Structural basis of receptor recognition by SARS-CoV-2
Shang, J., Ye, G., Shi, K. et al. Structural basis of receptor recognition by SARS-CoV-2. Nature 581, 221–224 (2020). https://doi.org/10.1038/s41586-020-2179-y
Review written by:
Daniel D Roybal, edited by Rinki Saha
Green - In-depth comparison between coronaviruses keeping the main focus on the molecular interactions, essential for the virus/receptor binding. The well-written discussion section details convincing hypotheses on how the virus was transmitted from bat to humans via intermediate host pangolins. The use of a chimeric protein to obtain a stable structure is innovative but may invite criticisms on dissimilarity to the unaltered wild-type SARS-CoV-2 RBD.
The goal of this study was to generate a crystal structure of SARS-CoV-2 bound to hACE2 and study molecular interactions between the two units. The receptor binding domain (RBD) on the coronavirus spike protein mediates the interaction between the virus and the receptor. The RBD consists of a core and a receptor binding motif (RBM). In order to take advantage of this crystallized complex, a chimeric protein was generated that consists of the RBD core from SARS-CoV and the RBM from SARS-CoV. The addition of a short loop from SARS-CoV RBM that forms a strong salt bridge with hACE2 was critical in obtaining crystallization under the same conditions previously used for SARS-CoV RBD/ hACE2.
A Surface plasmon resonance assay was utilized to determine the hACE2-binding affinity of the generated chimera. A glycan-interacting arginine that assists in binding is conserved between SARS-CoV and SARS-CoV-2. Furthermore, SARS-CoV and SARS-CoV-2 RBMs have a binding ridge that binds to the exposed surface of hACE2. The ridge is distinct between SARS-CoV and bat coronavirus Rs3367 versus that in SARS-CoV-2 and bat coronavirus RaTG13, resulting in different conformation of the ridge which allows for higher binding affinity between this virus and hACE2. Additionally, Phe486 on SARS-CoV-2 inserts into a hydrophobic pocket on hACE2 allowing a favorable recognition and binding.

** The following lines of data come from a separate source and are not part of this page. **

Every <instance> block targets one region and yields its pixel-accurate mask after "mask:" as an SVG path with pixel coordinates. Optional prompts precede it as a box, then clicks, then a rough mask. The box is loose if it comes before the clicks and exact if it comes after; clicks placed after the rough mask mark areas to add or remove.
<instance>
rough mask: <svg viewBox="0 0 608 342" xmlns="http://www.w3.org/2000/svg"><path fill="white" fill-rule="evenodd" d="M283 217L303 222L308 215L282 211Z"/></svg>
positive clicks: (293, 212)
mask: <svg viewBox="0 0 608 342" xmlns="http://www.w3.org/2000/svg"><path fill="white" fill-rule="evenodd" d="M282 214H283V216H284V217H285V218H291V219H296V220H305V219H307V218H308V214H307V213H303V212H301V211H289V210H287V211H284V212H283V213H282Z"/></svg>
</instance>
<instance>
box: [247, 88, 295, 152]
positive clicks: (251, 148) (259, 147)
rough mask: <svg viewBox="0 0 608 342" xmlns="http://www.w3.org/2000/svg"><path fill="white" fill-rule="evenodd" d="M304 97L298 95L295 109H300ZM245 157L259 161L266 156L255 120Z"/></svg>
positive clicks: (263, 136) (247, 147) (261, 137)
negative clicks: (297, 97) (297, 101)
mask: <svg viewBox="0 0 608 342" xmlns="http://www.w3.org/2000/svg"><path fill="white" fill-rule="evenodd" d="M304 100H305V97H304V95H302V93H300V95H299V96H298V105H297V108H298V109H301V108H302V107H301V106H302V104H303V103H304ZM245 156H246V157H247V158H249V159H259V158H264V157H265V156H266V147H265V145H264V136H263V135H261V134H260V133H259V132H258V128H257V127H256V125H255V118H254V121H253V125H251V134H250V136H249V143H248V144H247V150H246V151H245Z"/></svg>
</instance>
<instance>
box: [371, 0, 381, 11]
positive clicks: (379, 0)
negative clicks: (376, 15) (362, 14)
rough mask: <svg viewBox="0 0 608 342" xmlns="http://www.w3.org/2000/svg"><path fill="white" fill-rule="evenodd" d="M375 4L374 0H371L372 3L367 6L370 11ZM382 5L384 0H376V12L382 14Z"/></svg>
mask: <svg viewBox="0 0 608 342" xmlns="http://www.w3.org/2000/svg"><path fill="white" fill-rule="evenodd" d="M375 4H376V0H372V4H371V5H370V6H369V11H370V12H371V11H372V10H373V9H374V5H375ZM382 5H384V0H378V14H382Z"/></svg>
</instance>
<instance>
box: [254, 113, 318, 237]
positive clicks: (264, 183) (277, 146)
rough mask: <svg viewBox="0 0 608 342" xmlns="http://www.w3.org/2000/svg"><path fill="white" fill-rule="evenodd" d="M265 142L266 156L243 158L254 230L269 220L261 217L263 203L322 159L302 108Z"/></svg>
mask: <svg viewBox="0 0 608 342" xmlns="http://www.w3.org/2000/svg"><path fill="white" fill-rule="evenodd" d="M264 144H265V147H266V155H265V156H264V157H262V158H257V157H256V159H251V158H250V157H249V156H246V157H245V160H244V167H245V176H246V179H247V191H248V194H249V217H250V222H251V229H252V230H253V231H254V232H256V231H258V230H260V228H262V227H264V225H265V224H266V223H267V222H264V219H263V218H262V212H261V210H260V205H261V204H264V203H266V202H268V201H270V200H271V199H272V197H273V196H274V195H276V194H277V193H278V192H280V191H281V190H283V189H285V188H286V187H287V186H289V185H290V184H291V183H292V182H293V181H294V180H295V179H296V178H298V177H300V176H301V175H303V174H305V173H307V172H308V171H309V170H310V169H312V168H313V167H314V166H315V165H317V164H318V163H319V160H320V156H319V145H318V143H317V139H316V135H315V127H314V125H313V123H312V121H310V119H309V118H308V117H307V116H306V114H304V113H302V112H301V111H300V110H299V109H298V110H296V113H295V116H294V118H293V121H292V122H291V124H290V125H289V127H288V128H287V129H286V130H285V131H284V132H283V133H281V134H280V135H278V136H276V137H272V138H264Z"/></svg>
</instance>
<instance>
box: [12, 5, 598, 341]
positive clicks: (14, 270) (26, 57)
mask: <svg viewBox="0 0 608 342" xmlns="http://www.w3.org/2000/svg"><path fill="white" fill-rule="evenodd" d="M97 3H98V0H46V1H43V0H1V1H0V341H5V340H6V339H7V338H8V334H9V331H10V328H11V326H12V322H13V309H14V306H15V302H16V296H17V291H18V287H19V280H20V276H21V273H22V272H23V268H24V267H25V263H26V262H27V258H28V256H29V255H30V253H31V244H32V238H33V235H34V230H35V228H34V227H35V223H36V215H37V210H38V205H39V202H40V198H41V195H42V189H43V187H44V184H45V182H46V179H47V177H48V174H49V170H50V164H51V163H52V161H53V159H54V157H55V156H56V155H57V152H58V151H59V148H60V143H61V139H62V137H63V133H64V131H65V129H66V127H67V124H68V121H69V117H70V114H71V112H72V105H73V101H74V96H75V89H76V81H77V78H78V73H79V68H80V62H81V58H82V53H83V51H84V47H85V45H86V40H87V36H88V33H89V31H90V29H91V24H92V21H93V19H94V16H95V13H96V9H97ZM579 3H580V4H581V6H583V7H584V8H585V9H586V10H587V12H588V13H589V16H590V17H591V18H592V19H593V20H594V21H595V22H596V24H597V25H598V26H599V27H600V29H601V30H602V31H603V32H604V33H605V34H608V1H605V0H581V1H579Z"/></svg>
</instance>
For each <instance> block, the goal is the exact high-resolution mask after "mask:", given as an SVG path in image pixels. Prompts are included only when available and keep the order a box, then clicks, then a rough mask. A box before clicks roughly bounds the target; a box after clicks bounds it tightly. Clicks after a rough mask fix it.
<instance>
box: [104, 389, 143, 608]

Two virus-binding hotspots at the interface between the RBM of SARS-CoV and hACE2 are structurally altered at the binding interface of SARS-CoV-2 and hACE2. Mutations at these hotspot residues in SARS-CoV-2 reduced binding affinity of the virus to hACE2. Additionally, introduced mutations at the binding ridge of SARS-CoV-2 critically reduced binding affinity. Finally, the authors determined that hACE2 is the binding receptor for bat coronavirus RaTG13 using a pseudovirus entry assay. The binding ridge and other binding-favorable amino acids on RaTG13 were similar to those in SARS-CoV-2.